The strawberry (Fragraria x ananassa), because it wears its seeds on the outside of the fruit instead of inside, is not considered a true berry. It is, in fact, more closely related to the rose than to the berry. There are over 200 small seeds on the exterior of each strawberry. Despite the abundance of seeds, because each seed contains different genetic material, commercial growers plant bare-root strawberry plants, not seeds. If you choose to start with seeds, strawberry seeds should be planted as soon as the ground can be worked, in the spring.
Remove all the weeds in the planting area. If you need to use an herbicide for large infestations, use one labeled for use in the strawberry garden and follow all label instructions and warnings. Keep the area weed free.
Amend the soil in the planting area by adding 3 inches of coarse sand and 3 inches of compost. Use a shovel or garden fork to blend the amendments into the top 8 inches of the soil.
Add 2 lb. of 10-10-10 fertilizer for each 100 square feet of strawberry garden. Mix the fertilizer into the top 8 inches of soil.
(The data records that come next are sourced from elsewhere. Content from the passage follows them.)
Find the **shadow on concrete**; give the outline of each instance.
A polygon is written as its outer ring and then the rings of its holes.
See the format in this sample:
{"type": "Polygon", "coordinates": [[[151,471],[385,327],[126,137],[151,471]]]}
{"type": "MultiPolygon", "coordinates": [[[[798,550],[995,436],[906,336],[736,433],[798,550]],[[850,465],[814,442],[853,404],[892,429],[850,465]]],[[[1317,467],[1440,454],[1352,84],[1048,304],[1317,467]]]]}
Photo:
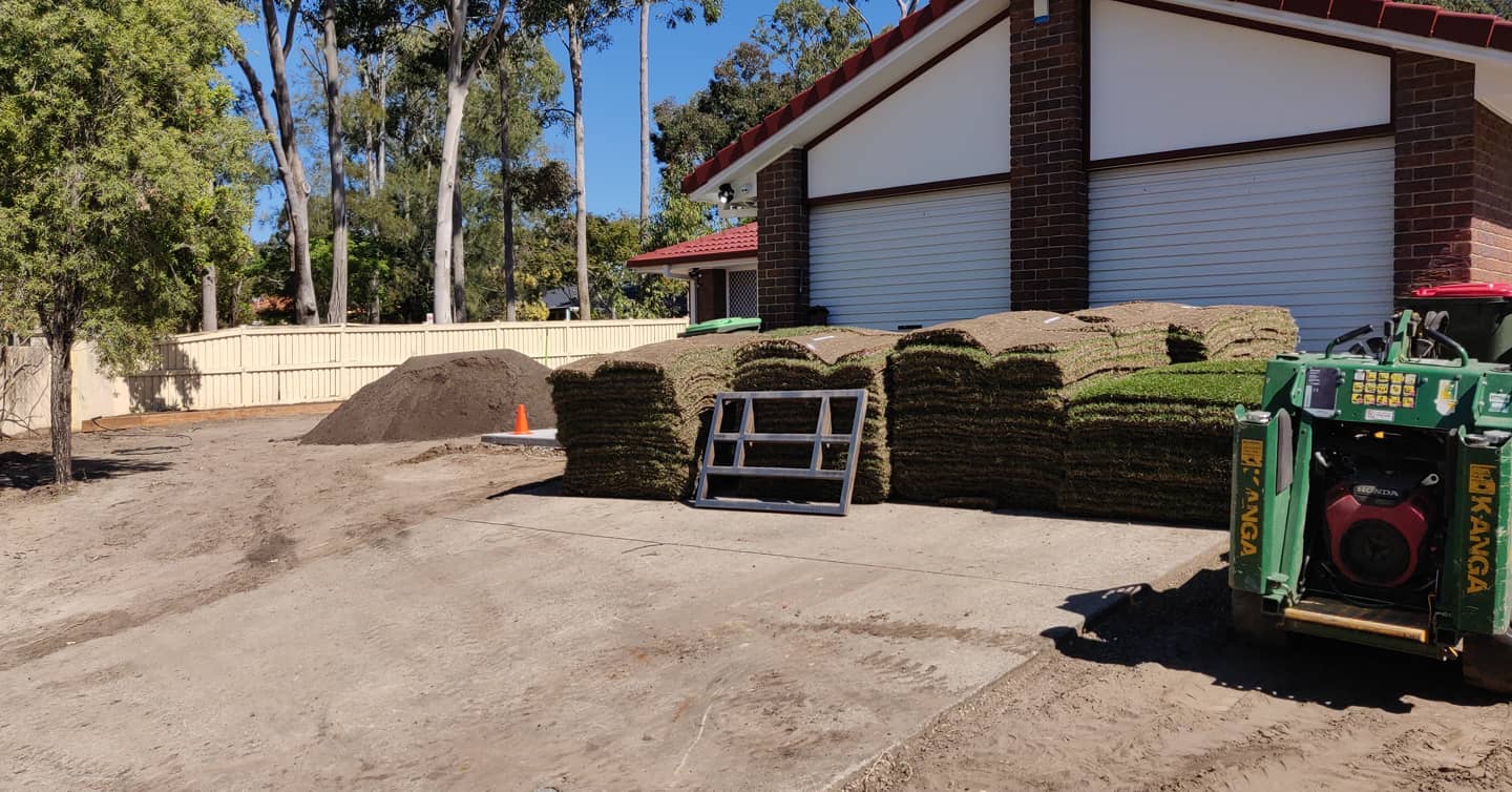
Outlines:
{"type": "MultiPolygon", "coordinates": [[[[166,470],[166,463],[138,459],[74,458],[74,481],[112,479],[133,473],[166,470]]],[[[0,490],[32,490],[53,482],[53,456],[8,450],[0,453],[0,490]]]]}
{"type": "MultiPolygon", "coordinates": [[[[1086,608],[1070,603],[1077,597],[1067,600],[1067,609],[1086,608]]],[[[1223,688],[1332,709],[1409,712],[1406,697],[1464,706],[1504,703],[1464,685],[1455,662],[1302,635],[1290,636],[1282,648],[1256,647],[1234,635],[1229,624],[1228,570],[1210,568],[1179,588],[1136,594],[1086,633],[1057,636],[1057,648],[1087,662],[1157,664],[1204,674],[1223,688]]]]}
{"type": "Polygon", "coordinates": [[[562,478],[552,476],[546,481],[532,481],[522,484],[519,487],[511,487],[502,493],[494,493],[488,496],[488,500],[497,500],[500,497],[508,497],[513,494],[529,494],[540,497],[559,497],[562,494],[562,478]]]}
Test the pH of the soil. Strawberries thrive in a pH of 6.0 to 6.5. Your county cooperative extension office offers pH testing and will give you suggestions on how to amend the soil, if necessary.
Plant the strawberry seeds in rows by sowing them on the surface of the soil and barely covering them with more soil.
Water the planting area being careful not to wash away the strawberry seeds. In periods when there is little or no rain, provide 1 inch of water a week.